Sur la demande subsidiaire de consignation
Aux termes de l'article 521, alinéa 1er, du code de procédure civile, la partie condamnée au paiement de sommes autres que des aliments, des rentes indemnitaires ou des provisions peut éviter que l'exécution provisoire soit poursuivie en consignant, sur autorisation du juge, les espèces ou les valeurs suffisantes pour garantir, en principal, intérêts et frais, le montant de la condamnation.
Le premier président est compétent pour statuer sur cette demande en application de l'article 523 du même code.
Il y a lieu de faire droit à cette demande de la SCI [Adresse 5], compte tenu du risque important que les fonds ne soient pas représentés, la société Sharma Shabbir faisant l'objet d'une procédure de liquidation judiciaire.

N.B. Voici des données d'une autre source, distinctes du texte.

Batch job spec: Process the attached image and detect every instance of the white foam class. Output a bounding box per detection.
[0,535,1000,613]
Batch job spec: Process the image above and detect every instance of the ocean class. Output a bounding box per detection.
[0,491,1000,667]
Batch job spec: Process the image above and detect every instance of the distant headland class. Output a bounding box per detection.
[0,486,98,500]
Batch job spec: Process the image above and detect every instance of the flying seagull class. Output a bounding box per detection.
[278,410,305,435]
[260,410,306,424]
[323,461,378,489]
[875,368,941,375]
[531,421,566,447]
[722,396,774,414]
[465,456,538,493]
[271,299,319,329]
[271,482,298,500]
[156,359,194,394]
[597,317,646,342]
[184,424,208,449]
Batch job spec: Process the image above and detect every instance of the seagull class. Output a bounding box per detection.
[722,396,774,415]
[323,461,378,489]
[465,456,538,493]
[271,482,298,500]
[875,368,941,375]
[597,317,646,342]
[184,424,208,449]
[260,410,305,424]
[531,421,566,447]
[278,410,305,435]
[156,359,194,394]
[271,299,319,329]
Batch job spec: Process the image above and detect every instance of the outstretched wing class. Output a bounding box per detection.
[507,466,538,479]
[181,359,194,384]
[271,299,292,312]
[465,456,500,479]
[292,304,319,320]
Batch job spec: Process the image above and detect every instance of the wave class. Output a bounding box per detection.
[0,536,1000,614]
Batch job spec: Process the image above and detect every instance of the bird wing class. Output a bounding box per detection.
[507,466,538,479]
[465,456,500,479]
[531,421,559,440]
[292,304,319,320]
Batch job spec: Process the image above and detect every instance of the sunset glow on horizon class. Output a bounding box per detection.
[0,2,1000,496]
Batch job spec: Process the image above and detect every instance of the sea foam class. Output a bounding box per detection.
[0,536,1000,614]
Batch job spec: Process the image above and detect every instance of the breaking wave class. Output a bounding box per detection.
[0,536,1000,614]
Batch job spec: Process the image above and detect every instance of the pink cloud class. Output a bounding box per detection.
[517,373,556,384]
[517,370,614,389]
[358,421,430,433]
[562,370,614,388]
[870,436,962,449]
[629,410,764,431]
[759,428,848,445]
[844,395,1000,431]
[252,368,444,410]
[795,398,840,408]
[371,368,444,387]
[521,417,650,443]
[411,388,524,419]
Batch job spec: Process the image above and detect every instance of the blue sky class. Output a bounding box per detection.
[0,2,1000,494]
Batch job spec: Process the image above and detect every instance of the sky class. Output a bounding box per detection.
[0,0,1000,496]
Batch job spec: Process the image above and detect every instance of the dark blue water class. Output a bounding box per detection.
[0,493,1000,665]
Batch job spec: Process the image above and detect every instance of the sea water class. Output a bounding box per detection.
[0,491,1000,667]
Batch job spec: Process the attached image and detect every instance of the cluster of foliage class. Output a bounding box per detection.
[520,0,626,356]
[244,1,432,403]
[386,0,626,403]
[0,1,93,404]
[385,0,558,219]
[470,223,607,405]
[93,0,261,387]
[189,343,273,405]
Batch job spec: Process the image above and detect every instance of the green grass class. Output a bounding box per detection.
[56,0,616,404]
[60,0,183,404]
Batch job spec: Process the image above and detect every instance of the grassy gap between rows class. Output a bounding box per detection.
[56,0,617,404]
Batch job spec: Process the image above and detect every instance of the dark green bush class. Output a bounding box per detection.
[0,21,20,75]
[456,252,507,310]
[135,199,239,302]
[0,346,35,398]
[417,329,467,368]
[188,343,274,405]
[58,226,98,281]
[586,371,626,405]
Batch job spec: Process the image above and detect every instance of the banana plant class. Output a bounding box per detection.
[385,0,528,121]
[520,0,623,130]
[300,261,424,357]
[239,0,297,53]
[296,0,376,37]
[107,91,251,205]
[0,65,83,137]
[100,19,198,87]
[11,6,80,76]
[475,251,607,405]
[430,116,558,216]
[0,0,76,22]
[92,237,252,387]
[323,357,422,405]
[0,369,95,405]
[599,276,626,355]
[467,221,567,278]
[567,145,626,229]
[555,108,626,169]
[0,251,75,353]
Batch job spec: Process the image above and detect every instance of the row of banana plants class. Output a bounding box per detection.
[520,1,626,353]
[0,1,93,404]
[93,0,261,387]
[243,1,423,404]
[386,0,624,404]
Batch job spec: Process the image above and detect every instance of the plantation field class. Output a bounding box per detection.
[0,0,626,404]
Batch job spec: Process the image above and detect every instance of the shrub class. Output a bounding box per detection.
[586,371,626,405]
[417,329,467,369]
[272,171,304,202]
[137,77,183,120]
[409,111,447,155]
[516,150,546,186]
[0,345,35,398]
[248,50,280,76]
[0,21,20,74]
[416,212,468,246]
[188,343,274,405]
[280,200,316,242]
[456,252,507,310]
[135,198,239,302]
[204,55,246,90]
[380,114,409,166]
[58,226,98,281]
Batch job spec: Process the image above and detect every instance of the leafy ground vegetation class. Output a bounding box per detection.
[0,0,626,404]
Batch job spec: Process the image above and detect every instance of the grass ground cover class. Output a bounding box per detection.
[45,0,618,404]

En application de l'article L.518-17 du code monétaire et financier, qui dispose que la Caisse des dépôts et consignations est chargée de recevoir les consignations de toute nature, en numéraire ou en titres financiers ordonnées par une décision de justice, la consignation sera effectuée entre ses mains.
Chacune des parties conservera la charge des frais irrépétibles et des dépens par elle exposés à l'occasion de la présente instance.
PAR CES MOTIFS
Rejetons la demande d'arrêt de l'exécution provisoire ;
Autorisons la SCI [Adresse 5] à consigner entre les mains de la Caisse des dépôts et consignations la somme de 40.000 euros, montant de la condamnation en principal assortie de l'exécution provisoire prononcée par le jugement du tribunal de commerce de Meaux du 29 janvier 2024 et ce, dans le délai d'un mois à compter de la délivrance de la copie exécutoire de la présente ordonnance ;
Disons que faute de consignation dans ce délai, l'exécution provisoire retrouvera son plein effet ;
Disons que la Caisse des dépôts et consignations ne sera déliée de sa mission que sur la volonté commune des parties exprimée par une transaction ou sur présentation de l'arrêt de la cour d'appel de Paris statuant sur l'appel interjeté à l'encontre du jugement du tribunal de commerce de Meaux du 29 janvier 2024 et de la signification de cet arrêt ;
Rejetons, pour le surplus, la demande de consignation ;
Laissons à chaque partie la charge des dépens exposés à l'occasion de la présente instance ;
Rejetons les demandes des parties fondées sur les dispositions de l'article 700 du code de procédure civile.
ORDONNANCE rendue par M. Laurent NAJEM, Conseiller, assisté de Mme Cécilie MARTEL, greffière présente lors de la mise à disposition de l'ordonnance au greffe de la Cour, les parties en ayant été préalablement avisées dans les conditions prévues au deuxième alinéa de l'article 450 du code de procédure civile.